César Gabler, el expositor, quiso recrear en sus obras la técnica de collage que él percibe en el estilo literario de Ian Fleming, autor de las novelas de James Bond.

 

–¿Con qué materiales están hechos los cuadros y cuál es la técnica de dibujo presente en la exposición?

–Hay varias técnicas. Técnicas mixtas: hay acrílico, óleo y lápices, desde plumones hasta lápices de colores, así como tinta aplicada con pincel. Más que hacer un esfuerzo por experimentar con distintos materiales, lo que me interesaba era trabajar los diversos registros técnicos vinculados con imaginarios distintos. Si yo abordaba una imagen, digamos, del Rococó, la técnica que yo usara para representarla debía tener alguna concordancia con ese periodo histórico.  Si hacia una pintura medio romántica, lo mismo: la técnica debía estar en concordancia con eso que yo estaba desarrollando. Me interesaba volver a la técnica del artista, del artesano que había elaborado esa imagen, más allá del resultado impreso que llega a nosotros.

–Muchos cuadros de esta muestra se superponen unos con otros. ¿Qué quiere expresar con esa disposición de las obras?

–Trabajé harto con eso. No lo había hecho anteriormente. Me interesaba en este proyecto porque las novelas de Bond yo las leí como collage. Me parece que lo que Fleming hacía en las novelas de Bond era superponer distintos géneros y distintos imaginarios. Entonces, producía novelas que no son solamente novelas de acción, de suspenso o de espionaje, porque en uno de sus relatos, por ejemplo, puedes partir leyendo una descripción propia de un libro de viajes y después pasas a un análisis político internacional y luego puedes derivar a una escena de acción y terminar en una descripción de un juego de cartas o de una experiencia gastronómica.

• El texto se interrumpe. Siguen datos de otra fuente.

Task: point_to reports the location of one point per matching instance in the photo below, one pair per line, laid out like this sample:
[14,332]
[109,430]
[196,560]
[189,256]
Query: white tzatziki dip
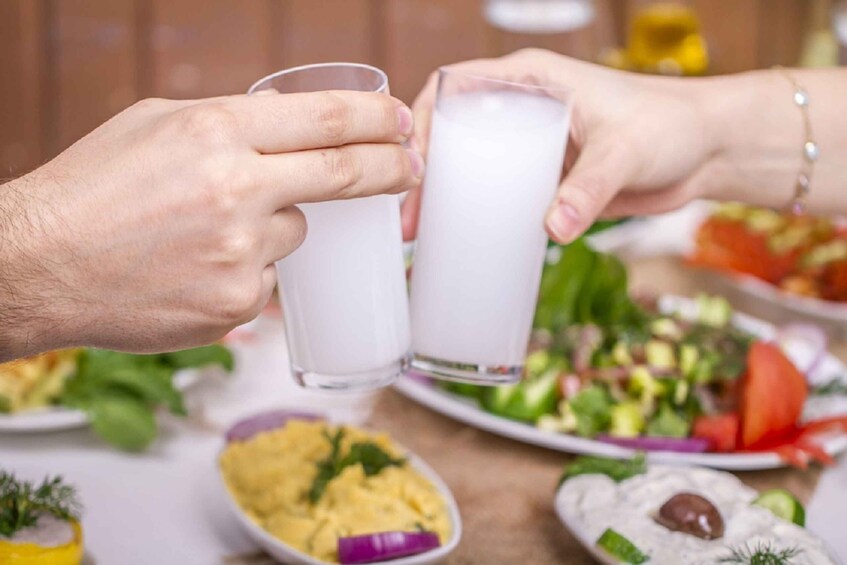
[589,504]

–¿Es casi como leer una crítica de restaurantes?

–Claro. Un plato puede aparecer descrito con todo detalle, mostrado con una parsimonia que no es propia del espionaje y sí de la crítica gastronómica. Esa mezcla de cosas que está en la novela me pareció que era viable representarla en un recurso que sí está en el arte, que es el recurso de la superposición, así que me pareció que justificaba algo con lo que yo venía trabajando: el trabajar simultáneamente dos imágenes en un plano o papel.  Al tener capas uno se queda varios minutos viendo las obras. Uno ve la primera y se detiene al saber que viene otra.

–¿La exposición es un conjunto de piezas interdependientes o cada obra podría ser vista en forma autónoma?

–La exposición que tú ves es una obra total, con distintas piezas, deben ser unas cuarenta piezas diferentes, pero me gusta leer la exposición como un todo. Más que detallar sus partes, me interesa verl la muestra como un cuerpo que comunica una idea.

–¿Siente que ha tenido un buen recibimiento esta exposición?

–Me gusta el hecho de que ha sido reposteada bastante. Mucha gente que ha ido a verla ha subido videos, fotografías, me mandan comentarios, y en muchos casos se trata de artistas que no conozco y que tienen comentarios muy agradables hacia la muestra, con mucha buena onda en general. En ese sentido creo que ha sido bien acogida, así que hasta el momento me siento contento.